Meet your Lime-Gleaner - Inner-city Overachiever
Jermaine Francis, Staff Reporter
THREE YEARS ago, when she was just nine years old, Latoya Jibbison's father was shot and killed while working at a church in Spanish Town, St Catherine.
For many children her age, this would have had an adverse effect on their studies; but not Latoya.
The articulate child, who served as head girl of Friendship Primary School, said if anything, this dark episode pushed her to do even better in school.
Latoya said she was very close to her dad, and on the day of his death, before he left for work, he told her to continue excelling in school, as it was the only way she would secure her independence.
"He said that when I grow up, I will be able to make my own choices, so I must just keep doing well in school, and make my family proud," Latoya told The Gleaner.
She noted that this, along with her personal dream to elevate herself and family from the poor community of Winter's Pen in Spanish Town have been the driving forces behind her success.
"I want to go somewhere in life. I am from the ghetto, and although people think that the ghetto is a bad place, there are some unique minds, and good things can come from the ghetto," she noted.
Her beaming mother, Althia Boswell, said ever since the death of Latoya's father, she has been struggling to put her daughter through school as her buying-and-selling business is not doing as well as it used to.
However, she insists on her daughter going to school on a regular basis, despite often having little to no money.
"She never stops from school. If it's $50 I have, she will take it and go. I ensure she has the uniform, but the books are always beating me," Boswell said.
She said she also plays an integral part in every aspect of her daughter's life, and never misses a parent-teachers' meeting, even if she has to borrow the bus fare to attend.
Boswell noted that her daughter is very well-rounded, and despite her involvement in several extra-curricular activities, she still managed to get a 92.5 average in this year's Grade Six Achievement Test (GSAT), and was awarded a space in her institution of first choice, St Andrew High School for Girls.
The proud mother said she borrowed a copy of The Gleaner where she saw an article appealing to persons to nominate individuals for the LIME-Gleaner Inner-city Overachievers, which acknowledges youngsters who were able to do well in the most recent GSAT, and decided to put her daughter's name in the mix.

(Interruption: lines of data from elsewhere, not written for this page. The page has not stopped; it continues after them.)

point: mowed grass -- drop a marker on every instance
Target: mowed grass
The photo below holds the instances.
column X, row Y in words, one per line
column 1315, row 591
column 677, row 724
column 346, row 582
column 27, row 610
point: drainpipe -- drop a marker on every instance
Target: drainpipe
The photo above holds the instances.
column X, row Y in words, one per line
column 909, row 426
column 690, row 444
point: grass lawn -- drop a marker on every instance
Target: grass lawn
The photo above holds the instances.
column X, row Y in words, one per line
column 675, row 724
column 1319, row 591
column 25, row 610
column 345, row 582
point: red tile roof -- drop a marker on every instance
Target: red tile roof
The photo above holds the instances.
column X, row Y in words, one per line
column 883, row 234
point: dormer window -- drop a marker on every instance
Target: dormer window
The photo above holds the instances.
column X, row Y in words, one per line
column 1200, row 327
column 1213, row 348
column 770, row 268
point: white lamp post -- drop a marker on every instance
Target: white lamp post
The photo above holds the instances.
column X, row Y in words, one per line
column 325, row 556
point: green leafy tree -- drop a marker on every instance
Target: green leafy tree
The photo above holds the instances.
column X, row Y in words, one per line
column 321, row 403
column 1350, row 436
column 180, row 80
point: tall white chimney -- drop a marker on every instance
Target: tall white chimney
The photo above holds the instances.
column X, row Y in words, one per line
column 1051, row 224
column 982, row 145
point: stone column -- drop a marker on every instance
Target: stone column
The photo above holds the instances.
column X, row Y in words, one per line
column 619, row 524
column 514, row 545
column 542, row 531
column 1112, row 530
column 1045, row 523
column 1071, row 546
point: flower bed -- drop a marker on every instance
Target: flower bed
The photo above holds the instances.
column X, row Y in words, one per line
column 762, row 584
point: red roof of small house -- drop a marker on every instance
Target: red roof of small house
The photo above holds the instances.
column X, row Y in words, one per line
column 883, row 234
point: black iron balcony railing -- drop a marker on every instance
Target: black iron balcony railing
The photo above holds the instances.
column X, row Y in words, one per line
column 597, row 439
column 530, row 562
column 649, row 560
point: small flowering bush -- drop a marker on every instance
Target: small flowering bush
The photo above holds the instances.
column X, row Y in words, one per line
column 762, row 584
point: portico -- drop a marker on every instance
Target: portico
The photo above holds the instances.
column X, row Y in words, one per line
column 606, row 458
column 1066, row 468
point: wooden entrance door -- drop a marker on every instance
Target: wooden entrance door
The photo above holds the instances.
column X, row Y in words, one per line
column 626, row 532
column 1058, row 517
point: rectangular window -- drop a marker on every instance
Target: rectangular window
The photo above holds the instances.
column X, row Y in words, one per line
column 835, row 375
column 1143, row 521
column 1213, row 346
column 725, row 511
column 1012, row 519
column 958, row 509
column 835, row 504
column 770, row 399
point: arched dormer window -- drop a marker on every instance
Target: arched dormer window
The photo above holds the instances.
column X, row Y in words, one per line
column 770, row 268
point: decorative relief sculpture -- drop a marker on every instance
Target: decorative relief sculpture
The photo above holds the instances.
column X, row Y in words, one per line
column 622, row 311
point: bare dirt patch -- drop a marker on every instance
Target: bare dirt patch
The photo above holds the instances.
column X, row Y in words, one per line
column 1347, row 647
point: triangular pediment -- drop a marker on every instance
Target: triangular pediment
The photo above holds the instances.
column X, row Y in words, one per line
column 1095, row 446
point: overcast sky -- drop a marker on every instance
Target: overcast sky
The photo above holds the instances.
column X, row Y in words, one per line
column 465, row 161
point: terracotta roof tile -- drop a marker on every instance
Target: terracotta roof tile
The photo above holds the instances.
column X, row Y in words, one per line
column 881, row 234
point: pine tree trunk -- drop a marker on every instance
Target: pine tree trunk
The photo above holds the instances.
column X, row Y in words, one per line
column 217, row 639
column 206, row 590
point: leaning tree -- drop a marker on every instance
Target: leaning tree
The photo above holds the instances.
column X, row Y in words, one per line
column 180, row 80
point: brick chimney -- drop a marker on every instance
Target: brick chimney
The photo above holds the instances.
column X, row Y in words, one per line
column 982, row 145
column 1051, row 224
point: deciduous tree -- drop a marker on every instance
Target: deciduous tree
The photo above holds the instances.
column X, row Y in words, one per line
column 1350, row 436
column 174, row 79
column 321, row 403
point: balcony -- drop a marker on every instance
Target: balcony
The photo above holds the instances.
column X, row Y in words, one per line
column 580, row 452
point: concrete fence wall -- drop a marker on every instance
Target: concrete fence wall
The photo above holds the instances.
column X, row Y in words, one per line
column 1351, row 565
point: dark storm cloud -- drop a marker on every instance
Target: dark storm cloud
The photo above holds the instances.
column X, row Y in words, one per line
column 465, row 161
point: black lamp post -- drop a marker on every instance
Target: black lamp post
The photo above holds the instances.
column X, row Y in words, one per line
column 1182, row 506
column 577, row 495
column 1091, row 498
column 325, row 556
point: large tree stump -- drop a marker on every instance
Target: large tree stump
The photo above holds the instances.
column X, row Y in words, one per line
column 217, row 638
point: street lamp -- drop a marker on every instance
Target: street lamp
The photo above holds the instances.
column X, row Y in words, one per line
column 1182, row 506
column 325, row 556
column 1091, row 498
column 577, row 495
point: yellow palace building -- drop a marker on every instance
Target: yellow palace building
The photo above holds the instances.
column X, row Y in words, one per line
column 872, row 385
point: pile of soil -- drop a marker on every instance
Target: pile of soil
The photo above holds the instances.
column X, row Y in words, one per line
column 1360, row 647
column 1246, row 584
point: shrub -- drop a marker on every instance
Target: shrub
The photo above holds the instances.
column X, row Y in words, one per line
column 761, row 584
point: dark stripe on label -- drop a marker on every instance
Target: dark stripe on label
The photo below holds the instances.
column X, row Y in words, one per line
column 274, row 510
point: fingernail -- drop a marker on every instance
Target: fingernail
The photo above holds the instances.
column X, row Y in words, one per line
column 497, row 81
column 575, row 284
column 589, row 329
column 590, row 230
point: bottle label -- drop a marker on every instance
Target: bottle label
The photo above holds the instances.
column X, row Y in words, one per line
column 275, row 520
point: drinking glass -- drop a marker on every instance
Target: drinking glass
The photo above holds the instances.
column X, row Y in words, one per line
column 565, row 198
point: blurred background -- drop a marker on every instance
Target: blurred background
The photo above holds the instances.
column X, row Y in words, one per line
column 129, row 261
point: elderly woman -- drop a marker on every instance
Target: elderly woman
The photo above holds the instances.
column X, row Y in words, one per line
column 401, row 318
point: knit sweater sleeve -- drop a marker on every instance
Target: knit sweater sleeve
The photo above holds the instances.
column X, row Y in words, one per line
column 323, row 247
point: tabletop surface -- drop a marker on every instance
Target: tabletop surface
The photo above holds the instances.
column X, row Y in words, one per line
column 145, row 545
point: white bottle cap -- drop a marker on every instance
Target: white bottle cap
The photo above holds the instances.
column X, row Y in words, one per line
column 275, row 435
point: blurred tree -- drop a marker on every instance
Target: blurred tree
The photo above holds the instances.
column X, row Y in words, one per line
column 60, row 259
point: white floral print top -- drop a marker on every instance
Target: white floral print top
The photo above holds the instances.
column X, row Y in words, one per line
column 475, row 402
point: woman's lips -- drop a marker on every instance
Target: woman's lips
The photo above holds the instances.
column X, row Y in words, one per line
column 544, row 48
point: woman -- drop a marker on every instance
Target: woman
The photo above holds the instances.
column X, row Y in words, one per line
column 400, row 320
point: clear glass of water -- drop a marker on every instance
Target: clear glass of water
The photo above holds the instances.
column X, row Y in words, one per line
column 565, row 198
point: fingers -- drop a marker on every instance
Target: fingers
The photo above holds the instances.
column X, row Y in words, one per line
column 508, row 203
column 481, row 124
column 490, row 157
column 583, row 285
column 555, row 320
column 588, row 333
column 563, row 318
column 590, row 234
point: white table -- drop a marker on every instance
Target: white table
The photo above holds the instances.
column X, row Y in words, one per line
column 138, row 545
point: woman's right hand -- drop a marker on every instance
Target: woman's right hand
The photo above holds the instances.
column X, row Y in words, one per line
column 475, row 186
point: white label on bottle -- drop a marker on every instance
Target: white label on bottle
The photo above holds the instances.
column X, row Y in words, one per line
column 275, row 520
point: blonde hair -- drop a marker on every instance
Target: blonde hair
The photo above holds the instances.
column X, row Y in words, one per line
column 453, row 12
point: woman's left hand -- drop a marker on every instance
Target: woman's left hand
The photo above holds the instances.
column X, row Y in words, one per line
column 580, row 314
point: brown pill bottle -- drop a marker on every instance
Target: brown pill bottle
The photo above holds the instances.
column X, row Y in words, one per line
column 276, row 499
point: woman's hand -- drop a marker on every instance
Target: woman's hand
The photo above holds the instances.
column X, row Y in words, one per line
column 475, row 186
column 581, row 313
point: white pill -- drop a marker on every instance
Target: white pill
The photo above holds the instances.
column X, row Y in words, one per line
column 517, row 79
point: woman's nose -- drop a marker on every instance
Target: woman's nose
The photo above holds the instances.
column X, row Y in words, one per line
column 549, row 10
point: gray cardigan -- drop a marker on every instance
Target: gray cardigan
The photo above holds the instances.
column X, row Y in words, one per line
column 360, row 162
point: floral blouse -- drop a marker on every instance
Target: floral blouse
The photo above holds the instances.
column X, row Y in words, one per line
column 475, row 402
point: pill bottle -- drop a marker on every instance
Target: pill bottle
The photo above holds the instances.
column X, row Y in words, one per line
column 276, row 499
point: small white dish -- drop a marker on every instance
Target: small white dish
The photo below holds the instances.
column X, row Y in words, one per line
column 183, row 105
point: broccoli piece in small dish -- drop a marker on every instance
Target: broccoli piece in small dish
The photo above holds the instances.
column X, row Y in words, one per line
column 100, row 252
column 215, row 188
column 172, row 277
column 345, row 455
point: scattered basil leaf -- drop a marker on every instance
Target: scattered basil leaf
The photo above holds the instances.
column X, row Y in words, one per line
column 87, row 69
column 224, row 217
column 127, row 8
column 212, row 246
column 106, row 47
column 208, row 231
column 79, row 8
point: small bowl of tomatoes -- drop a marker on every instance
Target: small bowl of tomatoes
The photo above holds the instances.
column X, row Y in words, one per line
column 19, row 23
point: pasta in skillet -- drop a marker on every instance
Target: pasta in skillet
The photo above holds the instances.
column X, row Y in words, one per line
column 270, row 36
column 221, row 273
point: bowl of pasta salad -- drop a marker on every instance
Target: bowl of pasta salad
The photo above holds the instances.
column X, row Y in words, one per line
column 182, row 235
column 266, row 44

Now having been selected as one of the five inner-city overachievers, Latoya will receive a tablet computer, $20,000 grant for books and school supplies, and $10,000 for uniform items from LIME.
Latoya and the other four selectees will also be treated to lunch on the day of a shopping spree and be honoured as LIME Skool Aid ambassadors at the company's annual event this weekend, to be held at JamWorld in Portmore, St Catherine.
For her part, Latoya said she was looking forward to high school, and will be making every effort to continue excelling academically, and continue playing her favourite sport, netball.
She is not daunted by the idea that she may have to awake at 4 a.m. in the morning to get to the Half-Way Tree, St Andrew-based school by 7:30 a.m.
In fact, she said she has always wanted to go to the St Andrew High School for Girls because of its ability to transform girls into ladies, and nothing will prevent her from achieving that dream.